In Pakistan, petroleum prices have always been at the centre of discussion. The discussion has intensified with the increase of oil prices in the international market and the depreciation of the exchange rate. Naturally, the scrutiny of margins of the OMCs and the dealers has also intensified. Previously, when oil prices were stable and when domestic petroleum product prices were kept well below the international levels, the margins were not even discussed apart from amongst the direct stakeholders.
Given the importance of the petroleum sector, there should be an objective analysis of the OMCs’ and petroleum dealers’ margins.

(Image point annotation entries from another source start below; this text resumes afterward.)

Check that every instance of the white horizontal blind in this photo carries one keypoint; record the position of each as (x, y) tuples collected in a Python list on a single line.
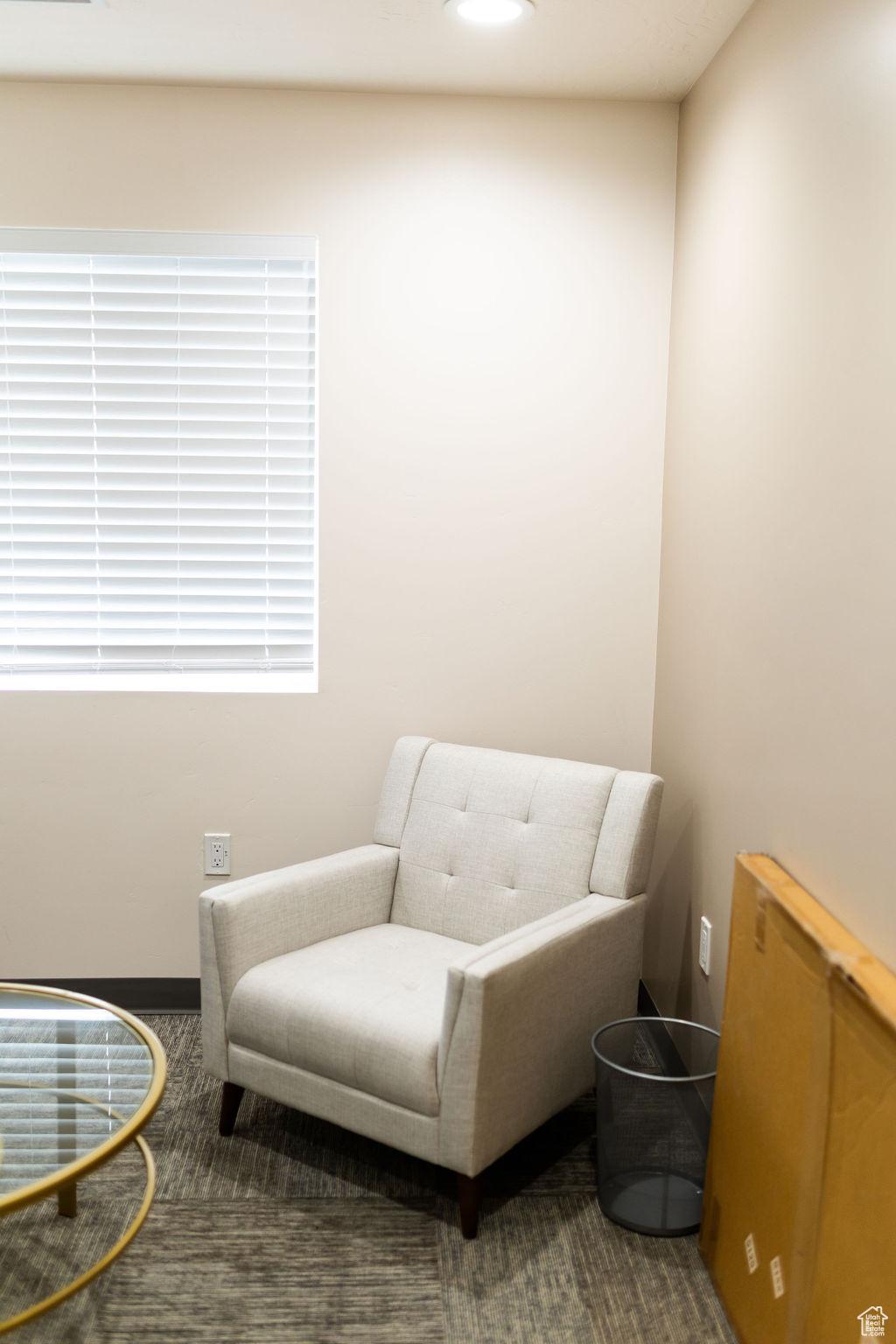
[(158, 423), (42, 1065)]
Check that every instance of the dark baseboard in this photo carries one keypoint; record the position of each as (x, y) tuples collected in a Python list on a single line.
[(144, 993)]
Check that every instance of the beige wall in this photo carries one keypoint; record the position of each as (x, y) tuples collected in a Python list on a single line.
[(496, 281), (775, 709)]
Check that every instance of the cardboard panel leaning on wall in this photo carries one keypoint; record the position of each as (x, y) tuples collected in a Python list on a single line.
[(800, 1186)]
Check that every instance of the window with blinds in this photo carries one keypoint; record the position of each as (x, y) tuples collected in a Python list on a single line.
[(158, 461)]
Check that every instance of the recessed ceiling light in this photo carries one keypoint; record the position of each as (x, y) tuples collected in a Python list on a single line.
[(489, 11)]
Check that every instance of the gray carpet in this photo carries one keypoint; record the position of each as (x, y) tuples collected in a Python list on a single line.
[(294, 1231)]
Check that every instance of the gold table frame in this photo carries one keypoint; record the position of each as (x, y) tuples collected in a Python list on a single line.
[(63, 1183)]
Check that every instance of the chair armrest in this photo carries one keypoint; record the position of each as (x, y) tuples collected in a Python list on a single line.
[(519, 1019), (245, 922)]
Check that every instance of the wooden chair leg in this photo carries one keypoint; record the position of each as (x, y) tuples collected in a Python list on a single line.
[(468, 1194), (230, 1100), (67, 1200)]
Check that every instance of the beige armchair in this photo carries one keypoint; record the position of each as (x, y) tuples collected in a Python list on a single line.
[(438, 990)]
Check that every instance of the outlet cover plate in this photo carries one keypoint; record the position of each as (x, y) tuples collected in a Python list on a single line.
[(218, 855)]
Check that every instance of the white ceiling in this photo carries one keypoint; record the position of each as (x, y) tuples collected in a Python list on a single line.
[(592, 49)]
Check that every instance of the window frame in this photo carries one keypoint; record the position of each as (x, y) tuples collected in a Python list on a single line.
[(208, 245)]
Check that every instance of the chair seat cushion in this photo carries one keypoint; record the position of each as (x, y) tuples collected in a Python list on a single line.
[(363, 1008)]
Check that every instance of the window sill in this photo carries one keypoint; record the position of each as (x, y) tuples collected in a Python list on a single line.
[(231, 683)]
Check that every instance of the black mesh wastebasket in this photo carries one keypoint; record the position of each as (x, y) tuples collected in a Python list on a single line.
[(654, 1078)]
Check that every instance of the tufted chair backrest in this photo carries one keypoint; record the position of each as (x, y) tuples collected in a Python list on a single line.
[(491, 840)]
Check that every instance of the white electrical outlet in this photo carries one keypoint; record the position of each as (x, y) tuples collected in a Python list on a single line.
[(705, 942), (218, 857)]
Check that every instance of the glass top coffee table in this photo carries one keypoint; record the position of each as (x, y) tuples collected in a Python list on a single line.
[(78, 1081)]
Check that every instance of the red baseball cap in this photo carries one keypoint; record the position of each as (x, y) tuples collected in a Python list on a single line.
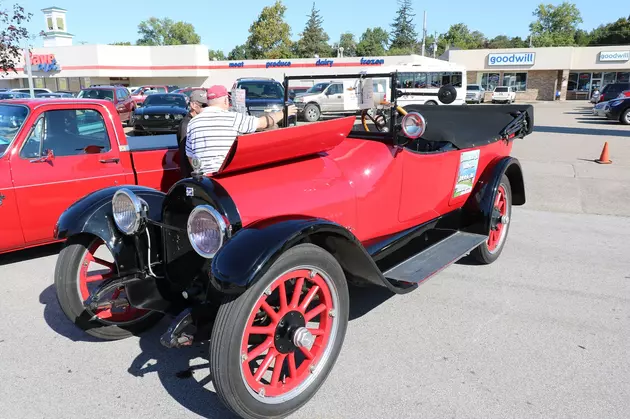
[(216, 92)]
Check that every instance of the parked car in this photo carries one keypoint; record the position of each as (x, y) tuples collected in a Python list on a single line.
[(36, 90), (612, 90), (261, 252), (505, 94), (475, 93), (55, 151), (160, 113), (140, 94), (13, 95), (328, 97), (262, 95), (54, 95), (619, 110), (118, 95)]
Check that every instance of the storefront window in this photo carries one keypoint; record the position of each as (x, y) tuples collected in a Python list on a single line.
[(489, 81), (516, 80)]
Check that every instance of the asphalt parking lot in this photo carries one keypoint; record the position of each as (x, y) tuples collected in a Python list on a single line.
[(543, 332)]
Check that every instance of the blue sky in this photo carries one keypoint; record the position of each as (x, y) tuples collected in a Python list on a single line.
[(223, 25)]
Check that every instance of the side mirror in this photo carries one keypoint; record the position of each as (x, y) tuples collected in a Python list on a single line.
[(447, 94), (413, 125)]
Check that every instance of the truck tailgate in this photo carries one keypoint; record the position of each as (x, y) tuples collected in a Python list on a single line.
[(155, 160)]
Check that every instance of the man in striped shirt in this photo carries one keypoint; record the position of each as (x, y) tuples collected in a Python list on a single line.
[(212, 132)]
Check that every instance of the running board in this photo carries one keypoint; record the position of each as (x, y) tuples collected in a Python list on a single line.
[(435, 258)]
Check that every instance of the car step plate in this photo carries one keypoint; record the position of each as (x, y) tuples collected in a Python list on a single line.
[(427, 263)]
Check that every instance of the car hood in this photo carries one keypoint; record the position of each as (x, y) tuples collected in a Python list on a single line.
[(159, 109)]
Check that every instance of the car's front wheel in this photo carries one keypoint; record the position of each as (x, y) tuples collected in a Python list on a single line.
[(83, 264), (273, 346), (489, 251)]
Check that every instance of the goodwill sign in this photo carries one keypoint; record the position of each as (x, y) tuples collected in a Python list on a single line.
[(516, 58)]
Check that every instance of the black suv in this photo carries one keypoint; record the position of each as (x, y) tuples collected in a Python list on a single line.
[(262, 95), (612, 90)]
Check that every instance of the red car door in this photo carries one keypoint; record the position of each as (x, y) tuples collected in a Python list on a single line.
[(69, 153), (11, 236)]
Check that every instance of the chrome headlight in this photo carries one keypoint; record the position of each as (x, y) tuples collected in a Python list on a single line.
[(207, 230), (128, 210)]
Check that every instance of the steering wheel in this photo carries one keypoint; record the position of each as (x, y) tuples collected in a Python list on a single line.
[(446, 95)]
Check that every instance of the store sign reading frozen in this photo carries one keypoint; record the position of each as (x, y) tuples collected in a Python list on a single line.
[(614, 56), (517, 58)]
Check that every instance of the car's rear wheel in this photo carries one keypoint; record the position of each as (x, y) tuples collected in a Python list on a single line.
[(490, 250), (312, 113), (273, 346), (83, 264)]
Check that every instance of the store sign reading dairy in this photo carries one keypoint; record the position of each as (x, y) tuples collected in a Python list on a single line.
[(614, 56), (516, 58)]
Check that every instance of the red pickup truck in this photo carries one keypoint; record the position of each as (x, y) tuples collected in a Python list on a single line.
[(53, 152)]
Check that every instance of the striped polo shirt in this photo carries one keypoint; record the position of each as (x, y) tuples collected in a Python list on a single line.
[(211, 133)]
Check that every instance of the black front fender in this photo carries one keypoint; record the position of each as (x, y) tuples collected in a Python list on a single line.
[(92, 214), (478, 208), (249, 253)]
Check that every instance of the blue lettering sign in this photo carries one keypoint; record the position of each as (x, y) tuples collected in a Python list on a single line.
[(372, 61), (278, 64), (321, 62), (519, 58)]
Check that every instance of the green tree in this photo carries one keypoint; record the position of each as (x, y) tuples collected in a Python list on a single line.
[(270, 35), (373, 42), (216, 54), (460, 36), (348, 43), (403, 35), (615, 33), (166, 31), (555, 25), (238, 53), (313, 40), (13, 35)]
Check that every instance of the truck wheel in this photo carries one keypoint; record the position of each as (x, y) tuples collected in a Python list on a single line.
[(490, 250), (312, 112), (78, 272), (273, 346)]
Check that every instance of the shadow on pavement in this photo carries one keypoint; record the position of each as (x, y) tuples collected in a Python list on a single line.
[(583, 131), (29, 254)]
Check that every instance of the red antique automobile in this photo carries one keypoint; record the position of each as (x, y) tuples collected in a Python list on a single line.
[(263, 250), (55, 151)]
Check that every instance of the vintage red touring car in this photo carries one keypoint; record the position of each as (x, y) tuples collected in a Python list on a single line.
[(264, 249)]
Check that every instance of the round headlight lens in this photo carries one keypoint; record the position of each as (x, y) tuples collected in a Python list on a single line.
[(206, 230), (127, 209)]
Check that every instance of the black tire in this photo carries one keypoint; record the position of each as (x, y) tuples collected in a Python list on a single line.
[(234, 317), (70, 259), (312, 113), (483, 254)]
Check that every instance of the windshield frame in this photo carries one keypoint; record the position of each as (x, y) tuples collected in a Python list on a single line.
[(19, 131)]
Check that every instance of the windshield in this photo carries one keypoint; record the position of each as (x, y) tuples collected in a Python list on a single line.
[(318, 88), (165, 100), (97, 94), (262, 90), (11, 120)]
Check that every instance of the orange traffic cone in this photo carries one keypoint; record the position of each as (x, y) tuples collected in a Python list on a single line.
[(604, 159)]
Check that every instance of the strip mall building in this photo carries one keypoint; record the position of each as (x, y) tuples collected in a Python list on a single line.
[(535, 73)]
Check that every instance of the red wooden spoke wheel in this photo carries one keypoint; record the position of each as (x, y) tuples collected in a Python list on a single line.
[(500, 220), (296, 330), (115, 307), (273, 346)]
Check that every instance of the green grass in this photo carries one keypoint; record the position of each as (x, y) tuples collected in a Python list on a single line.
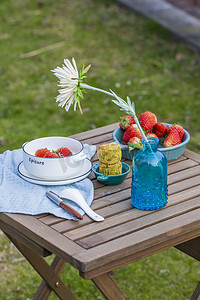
[(129, 54)]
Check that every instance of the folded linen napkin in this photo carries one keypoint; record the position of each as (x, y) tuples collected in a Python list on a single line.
[(20, 196)]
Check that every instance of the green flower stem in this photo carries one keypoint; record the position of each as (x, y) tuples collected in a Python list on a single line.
[(125, 106), (85, 86)]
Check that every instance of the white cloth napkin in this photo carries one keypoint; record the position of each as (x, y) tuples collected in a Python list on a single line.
[(20, 196)]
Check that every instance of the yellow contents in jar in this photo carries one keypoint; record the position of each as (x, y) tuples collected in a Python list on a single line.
[(109, 155)]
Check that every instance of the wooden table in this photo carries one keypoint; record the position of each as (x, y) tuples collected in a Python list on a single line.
[(126, 235)]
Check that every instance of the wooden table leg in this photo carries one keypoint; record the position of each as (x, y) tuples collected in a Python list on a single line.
[(44, 290), (196, 294), (46, 272), (192, 248), (108, 288)]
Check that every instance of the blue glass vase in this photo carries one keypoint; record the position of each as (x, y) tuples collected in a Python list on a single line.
[(149, 177)]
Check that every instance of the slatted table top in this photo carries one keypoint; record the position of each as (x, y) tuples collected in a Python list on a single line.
[(127, 234)]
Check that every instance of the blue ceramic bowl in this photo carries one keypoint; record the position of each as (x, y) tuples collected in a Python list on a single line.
[(170, 152), (111, 179)]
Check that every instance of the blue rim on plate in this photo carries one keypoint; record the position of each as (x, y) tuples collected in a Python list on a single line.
[(36, 180)]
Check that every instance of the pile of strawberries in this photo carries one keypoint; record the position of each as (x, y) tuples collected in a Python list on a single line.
[(61, 152), (168, 136)]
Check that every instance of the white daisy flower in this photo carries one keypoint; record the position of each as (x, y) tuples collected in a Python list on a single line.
[(68, 81), (72, 88)]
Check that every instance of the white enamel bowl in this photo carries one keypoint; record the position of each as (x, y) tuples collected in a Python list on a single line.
[(53, 168)]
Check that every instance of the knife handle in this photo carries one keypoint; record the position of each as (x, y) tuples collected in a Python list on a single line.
[(71, 210)]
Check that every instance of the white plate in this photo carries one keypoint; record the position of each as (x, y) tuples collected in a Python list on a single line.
[(85, 171)]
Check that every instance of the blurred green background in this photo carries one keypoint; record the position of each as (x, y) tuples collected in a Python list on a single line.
[(130, 55)]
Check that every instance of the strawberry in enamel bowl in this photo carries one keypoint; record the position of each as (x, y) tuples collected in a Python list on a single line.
[(147, 120), (177, 127), (160, 129), (51, 155), (172, 139), (132, 131), (41, 152)]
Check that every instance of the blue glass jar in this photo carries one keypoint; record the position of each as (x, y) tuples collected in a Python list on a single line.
[(149, 177)]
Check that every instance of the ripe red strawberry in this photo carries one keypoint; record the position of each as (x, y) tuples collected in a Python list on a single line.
[(160, 129), (41, 152), (135, 142), (125, 122), (51, 155), (147, 120), (132, 131), (151, 134), (172, 139), (179, 128), (64, 151)]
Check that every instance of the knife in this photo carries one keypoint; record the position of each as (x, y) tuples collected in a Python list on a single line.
[(56, 199)]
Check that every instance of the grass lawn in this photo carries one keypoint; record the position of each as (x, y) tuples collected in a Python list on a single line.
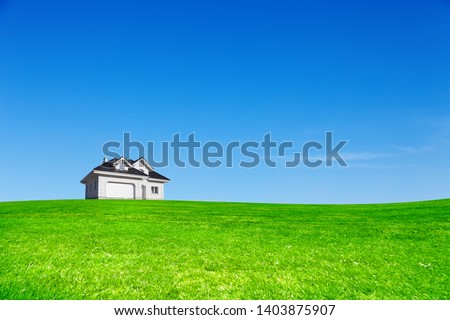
[(119, 249)]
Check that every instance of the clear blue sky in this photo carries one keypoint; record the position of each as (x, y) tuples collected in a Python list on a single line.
[(75, 74)]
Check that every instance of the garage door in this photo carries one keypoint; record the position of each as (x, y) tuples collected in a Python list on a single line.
[(119, 190)]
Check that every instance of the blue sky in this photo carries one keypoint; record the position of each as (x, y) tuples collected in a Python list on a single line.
[(76, 74)]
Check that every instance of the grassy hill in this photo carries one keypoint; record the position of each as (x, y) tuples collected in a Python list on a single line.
[(81, 249)]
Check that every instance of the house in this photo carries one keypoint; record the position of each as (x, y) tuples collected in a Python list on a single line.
[(124, 179)]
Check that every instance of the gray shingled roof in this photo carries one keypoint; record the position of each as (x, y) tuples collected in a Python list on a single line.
[(109, 167)]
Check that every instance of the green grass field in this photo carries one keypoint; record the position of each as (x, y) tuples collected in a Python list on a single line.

Based on facts, and discussions with all stakeholders and experts, this review attempts an analysis of the current margins of the OMCs and petroleum dealers. The purpose of this review is to suggest a way forward for the margins of the OMCs and petroleum dealers, keeping in view past practices, international situation, and analysis based on ground realities.
BACKGROUND AND HISTORICAL OVERVIEW
Pakistan’s petroleum industry is regulated, albeit partially, in which the prices are administered by the government. In comparison, in some countries, the petroleum industry is completely deregulated where prices are left to market forces. In such an arrangement, marketing companies and retailers are allowed to earn their margins according to the market conditions and their cost and revenue structures. Hence, margins in these markets reflect reasonable profitability. Whereas the completely deregulated mechanism is mostly a hallmark of developed countries, the regulated mechanism is usually practiced in developing countries, amongst which Pakistan is one. The objective in the regulated petroleum markets is to keep the prices in check to safeguard the welfare of the consumers, among other things.
The OMCs’ and petroleum dealers’ margins are set by the government and are revised from time to time. Up till 2009, the margins were fixed in percentage terms (percentage of the selling price). Later, in 2010, the margins were changed from percentage terms to absolute (fixed margin) terms. It was done probably to mitigate the effect of increases in oil prices starting circa 2004. Before that, the combination of margins in percentage terms and a sharp increase in international oil prices meant handsome profits both for OMCs and petroleum dealers. It must be noted that when margins were allowed in percentage terms the downstream petroleum industry, especially at the retail end of the business, witnessed significant improvements in terms of increased investments, which in turn reflected in a better quality of petroleum products and better service at the retail outlets. This indicates that the petroleum industry responded to the gains they made due to higher margins compared to the present.